The surgeon's name, Hector now remembered, was James Fawcett.

'I hear that conniving swindler Sharpe is back in command, and that he intends to run for home with his tail between his legs. But I doubt he'll make it with his skin intact,' Fawcett observed. His tone was casual, almost smug.

Hector's mind was in a whirl. He looked searchingly at his visitor. Fawcett was in his late thirties, a lantern-jawed raw-boned man whom Hector remembered from as far back as Golden Island when Fawcett had gone ashore with Cook's company. On the march through the jungle Fawcett had struck up a friendship with Hector's own mentor, Basil Smeeton. The two had often compared medical notes and talked together of the new techniques in surgery. When Smeeton turned back after the disappointment of Santa Maria and its phantom gold mine, Fawcett had borrowed some scalpels from Smeeton and had continued on with the expedition. Later Hector had seen him firing a musket against the Spanish flotilla in the sea battle before Panama. So it was all the more extraordinary that Fawcett should now be loafing about a Spanish courthouse looking like a respectable member of Paita's professional community. It would have been more understandable if he had been half-naked, shackled in chains and awaiting the garotte.

'Don't look so surprised, Lynch. The last time we met I seem to remember telling you that people like ourselves are too valuable to be slaughtered uselessly.'

Hector swallowed. His throat was dry. 'Could you ask someone to bring me some water to drink, and perhaps a little food. I haven't eaten for the past thirty-six hours,' he said.

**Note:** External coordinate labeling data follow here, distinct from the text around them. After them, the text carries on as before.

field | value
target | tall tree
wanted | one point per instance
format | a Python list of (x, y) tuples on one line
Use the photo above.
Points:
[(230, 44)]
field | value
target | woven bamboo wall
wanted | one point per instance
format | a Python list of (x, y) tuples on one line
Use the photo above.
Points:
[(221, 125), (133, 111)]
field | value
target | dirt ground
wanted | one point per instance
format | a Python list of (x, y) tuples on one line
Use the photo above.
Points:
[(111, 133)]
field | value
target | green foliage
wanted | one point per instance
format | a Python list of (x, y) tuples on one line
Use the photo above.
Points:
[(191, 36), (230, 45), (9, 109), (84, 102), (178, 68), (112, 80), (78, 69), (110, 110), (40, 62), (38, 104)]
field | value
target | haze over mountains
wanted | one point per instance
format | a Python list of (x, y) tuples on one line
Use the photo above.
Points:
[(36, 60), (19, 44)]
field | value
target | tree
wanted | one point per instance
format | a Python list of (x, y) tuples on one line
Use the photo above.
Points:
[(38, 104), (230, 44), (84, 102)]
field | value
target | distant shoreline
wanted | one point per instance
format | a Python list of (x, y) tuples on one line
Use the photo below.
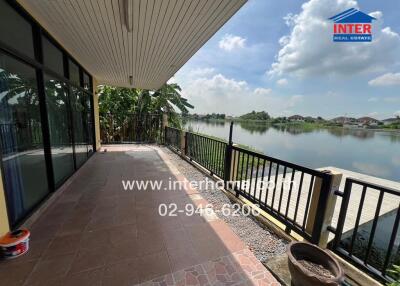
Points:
[(316, 125)]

'Of course.' Fawcett spoke over his shoulder to someone in the corridor behind him. His Spanish was slow but accurate. Then he turned back to face the young man.

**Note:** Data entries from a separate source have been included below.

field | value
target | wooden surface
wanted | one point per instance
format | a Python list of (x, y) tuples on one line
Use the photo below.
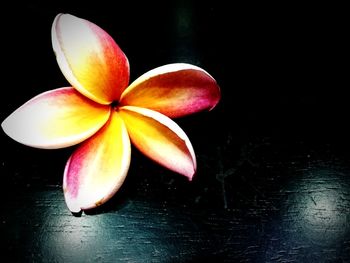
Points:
[(273, 181)]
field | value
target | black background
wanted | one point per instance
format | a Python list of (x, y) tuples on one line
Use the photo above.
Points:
[(273, 181)]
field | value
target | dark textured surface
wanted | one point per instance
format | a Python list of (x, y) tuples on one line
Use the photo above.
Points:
[(273, 182)]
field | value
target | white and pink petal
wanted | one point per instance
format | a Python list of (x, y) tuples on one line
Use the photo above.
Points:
[(56, 119), (97, 169), (89, 58), (161, 139)]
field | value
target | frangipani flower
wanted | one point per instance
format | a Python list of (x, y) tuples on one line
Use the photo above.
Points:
[(103, 113)]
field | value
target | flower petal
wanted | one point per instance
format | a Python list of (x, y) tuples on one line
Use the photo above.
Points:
[(89, 58), (55, 119), (97, 169), (174, 90), (161, 139)]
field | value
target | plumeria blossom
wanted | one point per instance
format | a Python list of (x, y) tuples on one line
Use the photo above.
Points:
[(104, 114)]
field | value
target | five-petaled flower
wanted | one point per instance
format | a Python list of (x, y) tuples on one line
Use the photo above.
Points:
[(103, 113)]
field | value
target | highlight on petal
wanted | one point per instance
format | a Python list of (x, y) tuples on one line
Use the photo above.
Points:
[(89, 58), (55, 119), (174, 90), (161, 139), (97, 169)]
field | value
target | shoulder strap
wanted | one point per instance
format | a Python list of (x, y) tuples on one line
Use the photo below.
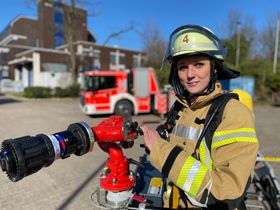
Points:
[(213, 119)]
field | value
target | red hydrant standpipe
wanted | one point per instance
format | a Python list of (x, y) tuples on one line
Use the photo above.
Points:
[(116, 176)]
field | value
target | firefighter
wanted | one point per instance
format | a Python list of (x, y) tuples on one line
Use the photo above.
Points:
[(215, 177)]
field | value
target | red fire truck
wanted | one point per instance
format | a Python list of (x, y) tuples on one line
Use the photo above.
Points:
[(123, 92)]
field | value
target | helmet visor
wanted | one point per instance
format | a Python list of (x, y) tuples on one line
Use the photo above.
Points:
[(193, 39)]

'There's no need for you to continue to be cooped up in this disgusting hole. The Alcalde can arrange for you to be transferred to more comfortable accommodation. I've persuaded him that you are halfway to having a full medical qualification. Smeeton always said that you showed great promise, and there's such a shortage of surgeons here that you'll be able to set up your own practice almost anywhere in Peru even without formal credentials.'

Hector was scarcely listening, his attention distracted by his recollection of what had happened in the church at Arica, the charnel house of the makeshift hospital, the wounded men lying groaning on the flagstones of the church floor.